Writing for ZDNet, Ken Hess reports in from the home office in Crazytown, USA.
“Where’s Apple’s ‘Chromebook’? The need for a cheap Apple product” (tip o’ the antlers to Chris Breen).
If you own any Apple devices, it’s likely that you didn’t buy them at a significant discount or at a cost savings. It’s obvious from Apple’s earliest days that its founders didn’t care much for the low cost market, but I think that’s about to change and the humble Chromebook is the breaking point product.
It wasn’t NetPCs, it wasn’t netbooks, it wasn’t ultrabooks, but it’s totally going to be Chromebooks. This time for sure.
If you compare a $1,300* Macbook Air (Air) to a $200-$300 Chromebook, there’s not much to say just based on price alone.
Oh, say, Ken, what’s the footnote?
*The price when I first looked at the ‘Air’.
To the Macalope’s knowledge, the entry price of the Air has never been $1,300. The 13-inch Air worked down to $1,500 in 2009 and then the 11-inch was introduced at $1,000 in 2010.
You can now buy an 11-inch Macbook Air for $899 and a 13-inch for $999. Is a $600 to $700 difference enough money to sway Apple fans to Chromebooks? Unlikely.
Don’t get the Macalope started on those guys. What with their concerns about design and build quality and ease of use and the fact that Chromebooks are underpowered and have little internal storage and really don’t compare in any way to a MacBook Air. Pff.
But is it enough of a difference to sway new buyers away from the Air? Yes, I think it is.
The Netbooks Argument, 2014 Edition.
And now that users can find apps and web-enabled applications to rival their installable counterparts, I’m not sure that there’s enough of a feature difference to justify the extra cost of an Air, even at the discounted price.
Say, how does Minecraft run on a Chromebook? Or any game from Steam? Oh, that’s right. Not at all.
But enough of the complaints about Apple’s overpriced products.

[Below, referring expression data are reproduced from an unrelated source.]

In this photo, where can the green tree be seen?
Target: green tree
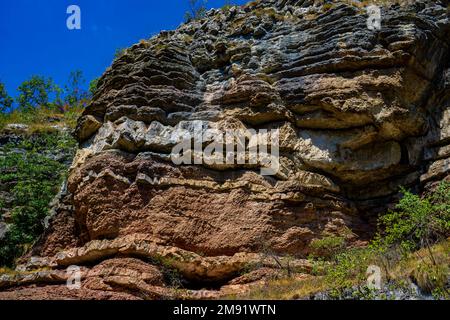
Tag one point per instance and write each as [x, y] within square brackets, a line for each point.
[74, 92]
[417, 222]
[36, 92]
[197, 10]
[93, 85]
[5, 100]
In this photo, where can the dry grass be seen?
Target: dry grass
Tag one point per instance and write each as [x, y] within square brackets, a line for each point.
[418, 267]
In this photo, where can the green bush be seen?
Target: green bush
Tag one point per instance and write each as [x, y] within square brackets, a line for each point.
[416, 222]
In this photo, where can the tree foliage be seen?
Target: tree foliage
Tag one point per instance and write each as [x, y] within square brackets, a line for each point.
[36, 92]
[74, 92]
[197, 10]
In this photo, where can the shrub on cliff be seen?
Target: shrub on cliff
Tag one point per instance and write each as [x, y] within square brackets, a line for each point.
[34, 178]
[5, 100]
[197, 10]
[36, 92]
[416, 222]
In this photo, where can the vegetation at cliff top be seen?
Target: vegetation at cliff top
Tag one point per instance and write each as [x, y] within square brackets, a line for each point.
[34, 162]
[31, 173]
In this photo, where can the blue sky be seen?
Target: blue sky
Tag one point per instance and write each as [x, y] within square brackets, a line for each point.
[34, 38]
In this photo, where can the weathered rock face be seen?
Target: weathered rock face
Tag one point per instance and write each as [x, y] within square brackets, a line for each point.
[360, 113]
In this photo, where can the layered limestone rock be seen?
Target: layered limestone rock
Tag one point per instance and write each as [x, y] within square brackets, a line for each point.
[360, 112]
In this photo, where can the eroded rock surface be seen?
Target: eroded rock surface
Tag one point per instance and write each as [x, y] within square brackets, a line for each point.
[360, 113]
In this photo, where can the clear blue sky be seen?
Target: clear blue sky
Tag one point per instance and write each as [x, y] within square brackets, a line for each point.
[34, 38]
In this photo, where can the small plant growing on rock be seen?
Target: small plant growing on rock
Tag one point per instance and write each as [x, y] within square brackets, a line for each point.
[197, 10]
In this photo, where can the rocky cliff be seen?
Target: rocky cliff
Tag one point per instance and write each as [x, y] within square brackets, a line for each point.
[360, 112]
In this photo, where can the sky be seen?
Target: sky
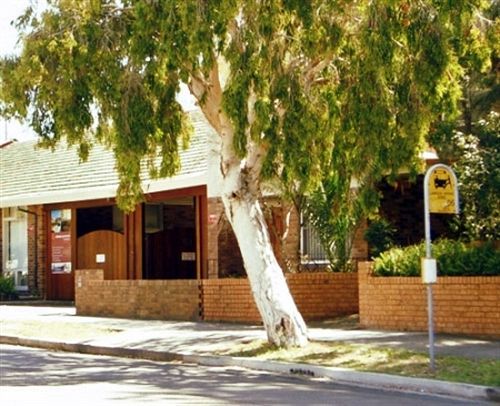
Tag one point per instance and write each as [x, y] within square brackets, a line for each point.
[10, 10]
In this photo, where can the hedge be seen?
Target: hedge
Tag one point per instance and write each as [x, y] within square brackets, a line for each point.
[454, 258]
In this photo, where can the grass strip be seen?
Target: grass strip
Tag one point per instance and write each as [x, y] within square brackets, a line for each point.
[369, 358]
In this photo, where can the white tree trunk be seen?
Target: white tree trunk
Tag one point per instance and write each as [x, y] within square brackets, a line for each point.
[284, 324]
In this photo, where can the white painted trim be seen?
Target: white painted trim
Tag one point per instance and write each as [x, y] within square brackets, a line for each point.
[103, 192]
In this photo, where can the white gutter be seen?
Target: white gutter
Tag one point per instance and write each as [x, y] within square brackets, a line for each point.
[102, 192]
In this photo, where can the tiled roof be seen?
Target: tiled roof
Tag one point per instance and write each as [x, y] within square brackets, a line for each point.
[31, 175]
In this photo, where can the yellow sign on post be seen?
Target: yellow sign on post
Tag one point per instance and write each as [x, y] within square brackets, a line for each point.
[442, 191]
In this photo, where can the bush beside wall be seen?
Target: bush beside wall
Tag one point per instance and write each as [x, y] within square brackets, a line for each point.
[462, 305]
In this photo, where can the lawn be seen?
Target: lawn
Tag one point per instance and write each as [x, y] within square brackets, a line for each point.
[364, 357]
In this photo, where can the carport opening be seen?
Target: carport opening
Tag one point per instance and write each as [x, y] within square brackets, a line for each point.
[169, 239]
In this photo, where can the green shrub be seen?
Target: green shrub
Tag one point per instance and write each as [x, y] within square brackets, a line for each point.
[454, 258]
[380, 236]
[7, 286]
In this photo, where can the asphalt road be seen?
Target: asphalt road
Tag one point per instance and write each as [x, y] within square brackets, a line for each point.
[33, 376]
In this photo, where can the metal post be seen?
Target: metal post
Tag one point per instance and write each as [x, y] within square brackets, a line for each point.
[430, 317]
[428, 254]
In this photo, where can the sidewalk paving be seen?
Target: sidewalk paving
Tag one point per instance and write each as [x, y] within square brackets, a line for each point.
[60, 328]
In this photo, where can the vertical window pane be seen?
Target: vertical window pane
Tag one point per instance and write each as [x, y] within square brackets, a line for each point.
[15, 246]
[311, 249]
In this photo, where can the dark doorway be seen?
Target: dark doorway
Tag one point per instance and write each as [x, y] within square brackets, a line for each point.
[169, 231]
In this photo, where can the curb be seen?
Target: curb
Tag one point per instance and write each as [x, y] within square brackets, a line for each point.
[338, 375]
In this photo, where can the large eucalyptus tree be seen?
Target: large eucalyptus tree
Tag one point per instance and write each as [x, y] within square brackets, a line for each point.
[284, 83]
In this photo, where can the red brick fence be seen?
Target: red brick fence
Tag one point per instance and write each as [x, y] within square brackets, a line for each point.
[467, 305]
[318, 296]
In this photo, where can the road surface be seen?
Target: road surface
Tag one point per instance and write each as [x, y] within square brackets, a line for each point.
[39, 377]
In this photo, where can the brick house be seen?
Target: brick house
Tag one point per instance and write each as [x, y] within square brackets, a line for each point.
[59, 215]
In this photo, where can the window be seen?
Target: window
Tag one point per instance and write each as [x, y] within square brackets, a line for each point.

The heaviest of sighs. All of the sighs. Tom Sighsmore.
Apple products are not “overpriced.” They’re actually better. So they’re priced accordingly. A plastic Chromebook with 2GB of RAM and 16GB of storage ( actual Chromebook, actual specs) is $239 because it is nowhere near as good as a $899 aluminum unibody MacBook Air with 4GB of RAM and 128GB of storage. In any way.
Now, maybe a Chromebook is “good enough” for certain use cases. Yay! Good for you! Your expectations are sufficiently low that you don’t have to spend the extra $660. Maybe, for example, you don’t care about the MacBook Air’s ridiculously high resale value and that you could probably get $660 for it after two years of use. Maybe you’re just going to throw the Chromebook in the trash after two years. Maybe you like throwing laptops in the trash. Maybe that’s your thing. Your signature move. You throw a laptop in the trash and it explodes behind you as you walk away in slow motion. It’s odd but distinctive. If so, the Chromebook is for you. Godspeed!
But to say that Apple’s products are overpriced? No.
Meet the Apple Slice: The enhanced iOS notebook computer.
So, long story short, it’s an iPad Air with a keyboard. Which you can get today for $600. But Hess wants it for $400 because Apple’s going out of business unless it acts now or something. Despite the fact that “Macs have gained PC market share in 32 of the last 33 quarters.”
Sure. Apple will get right on that, Ken.